Impact – Wealth Management


Don’t just stand there, DO something! What to do in a market downturn.

When the stock market takes a dip, it’s easy to feel uncertain and anxious about your investments. While financial advisors often tell investors that this is the time to do nothing, there are actually some things you really SHOULD be doing to make the most of this situation.

Consider a Roth Conversion

A Roth conversion allows you to convert funds from a traditional IRA or 401(k) into a Roth IRA. A Roth conversion is a taxable event so it’s very important to work with both your financial advisor and your accountant before you execute a conversion strategy, but doing so when the market is down can offer big advantages. Here’s why:

  1. Tax Efficiency: By converting when your investments are experiencing lower valuations, you’ll convert more shares per dollar. This can be especially beneficial if you anticipate being in a higher tax bracket in the future.
  2. Future Tax-Free Growth: Eventually the markets always find their way to recovery and rise to new heights. The growth in Roth IRA’s is tax free. By converting when the markets are down, the growth you experience when the markets recover and the compounding return in subsequent years, is all tax free.
  3. Diversification: Converting a portion of your traditional retirement funds into a Roth IRA allows you to diversify your tax liabilities. By having funds in both accounts, you’ll have more flexibility when planning for retirement income.

Consider Gifting to Children

If making gifts to your children is part of your personal or estate plan, initiating them during market downturns, can be a great strategy.

  1. Take Advantage of Lower Valuations: Gifting appreciated securities or other assets to your children when the market is down can provide them with investments that have the potential for future growth.

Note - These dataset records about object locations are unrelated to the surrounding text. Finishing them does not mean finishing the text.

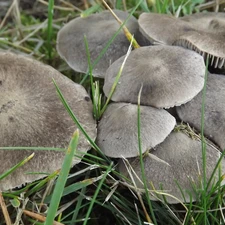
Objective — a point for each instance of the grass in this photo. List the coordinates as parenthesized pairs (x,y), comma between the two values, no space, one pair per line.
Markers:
(92,193)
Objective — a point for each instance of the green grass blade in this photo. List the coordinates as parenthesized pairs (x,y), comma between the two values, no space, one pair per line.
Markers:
(78,123)
(204,144)
(96,193)
(21,163)
(49,30)
(58,190)
(116,79)
(141,158)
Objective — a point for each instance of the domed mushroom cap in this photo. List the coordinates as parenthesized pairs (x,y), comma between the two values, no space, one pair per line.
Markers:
(180,164)
(170,76)
(162,28)
(99,29)
(214,125)
(203,33)
(117,131)
(207,21)
(31,114)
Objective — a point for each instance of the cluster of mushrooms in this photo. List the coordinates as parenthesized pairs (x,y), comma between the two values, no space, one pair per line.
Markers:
(170,68)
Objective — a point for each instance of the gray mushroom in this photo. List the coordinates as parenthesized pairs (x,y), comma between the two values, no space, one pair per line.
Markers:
(171,76)
(203,33)
(99,29)
(178,169)
(117,130)
(31,114)
(162,28)
(214,115)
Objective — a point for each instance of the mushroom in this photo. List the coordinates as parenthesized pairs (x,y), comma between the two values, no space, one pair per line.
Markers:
(177,170)
(201,32)
(160,28)
(117,130)
(31,114)
(171,76)
(99,29)
(214,113)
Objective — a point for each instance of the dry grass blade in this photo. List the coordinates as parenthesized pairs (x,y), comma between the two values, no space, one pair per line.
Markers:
(125,30)
(39,217)
(4,210)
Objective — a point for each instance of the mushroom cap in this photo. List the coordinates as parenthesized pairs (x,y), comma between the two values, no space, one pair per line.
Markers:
(118,131)
(214,113)
(99,29)
(179,163)
(201,32)
(162,28)
(31,114)
(170,76)
(207,21)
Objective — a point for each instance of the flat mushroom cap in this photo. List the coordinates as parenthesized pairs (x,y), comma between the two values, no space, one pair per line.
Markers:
(162,28)
(117,130)
(214,113)
(31,114)
(170,76)
(99,29)
(179,163)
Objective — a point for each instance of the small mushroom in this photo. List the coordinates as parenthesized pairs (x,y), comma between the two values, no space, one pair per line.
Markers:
(99,29)
(171,76)
(117,130)
(162,28)
(214,112)
(32,115)
(175,169)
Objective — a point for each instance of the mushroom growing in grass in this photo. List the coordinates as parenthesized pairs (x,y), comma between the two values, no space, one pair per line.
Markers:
(99,29)
(32,115)
(214,110)
(170,75)
(204,33)
(178,171)
(117,130)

This can be a valuable long-term gift, especially if they have a longer investment horizon.
  2. Teach Financial Responsibility: By involving your children in the process of managing investments and explaining market fluctuations, you can help instill financial literacy and responsibility at an early age.
  3. Reduce Estate Tax Liability: Gifting assets can be an effective estate planning strategy, potentially reducing your future estate tax liability.  No one is really talking about the fact that the tax provisions in the Tax Cuts & Jobs Act of 2017 are due to revert back to what they had been in 2017—just 26 months from now.  But if and when that threshold is crossed, it could be a rude awakening for a number of taxpayers.  Today, that exemption is a whopping $12.92 million; for married couples, the combined exemption is $25.84 million.  The ‘revert’ would bring exemption down to something like $6.5 million—a third as high as currently.  Consult with a tax professional or estate planner to understand the specific implications in your situation.

Loss Harvesting

Loss harvesting is an approach where you strategically sell investments that have experienced losses to offset taxable gains. Here’s how it can be beneficial during market downturns:

  1. Tax Benefits: By realizing losses, you can use them to offset gains, potentially reducing your overall tax liability. This strategy is especially useful if you have realized capital gains from other investments.
  2. Portfolio Rebalancing: Loss harvesting can also be an opportunity to rebalance your portfolio. Selling investments that have experienced losses allows you to reallocate funds into other potentially more promising investments, aligning with your long-term goals.
  3. Future Tax Deductions: If your realized losses exceed your gains, you can use the remaining losses to offset up to $3,000 of ordinary income. Any unused losses can be carried forward to future tax years, providing potential tax benefits down the road.

Remember, it’s crucial to consult with a financial advisor or tax professional to evaluate these strategies in the context of your unique financial situation and goals. While these approaches have the potential for benefits, they may not be suitable for everyone.

By taking advantage of the opportunities presented by a down market, you can potentially position yourself for future growth and financial well-being. Remember, maintaining a long-term perspective is key, and seeking professional guidance is always advisable.

Disclosures: Impact Wealth Management LLC is a fee-only Registered Investment Advisor (RIA). We are based in beautiful Sioux Falls, SD and regulated by the State of South Dakota. Throughout this site, we went out of our way to present unbiased data believed to be from reliable and respected sources. However, its accuracy, completeness, and relevance are not guaranteed, and no responsibility is assumed for errors or omissions.  Tax law and individual situations change often.  Always consult your tax and financial professionals before implementing a Roth conversion strategy.  And remember the age old financial advice: past performance is no guarantee of future results.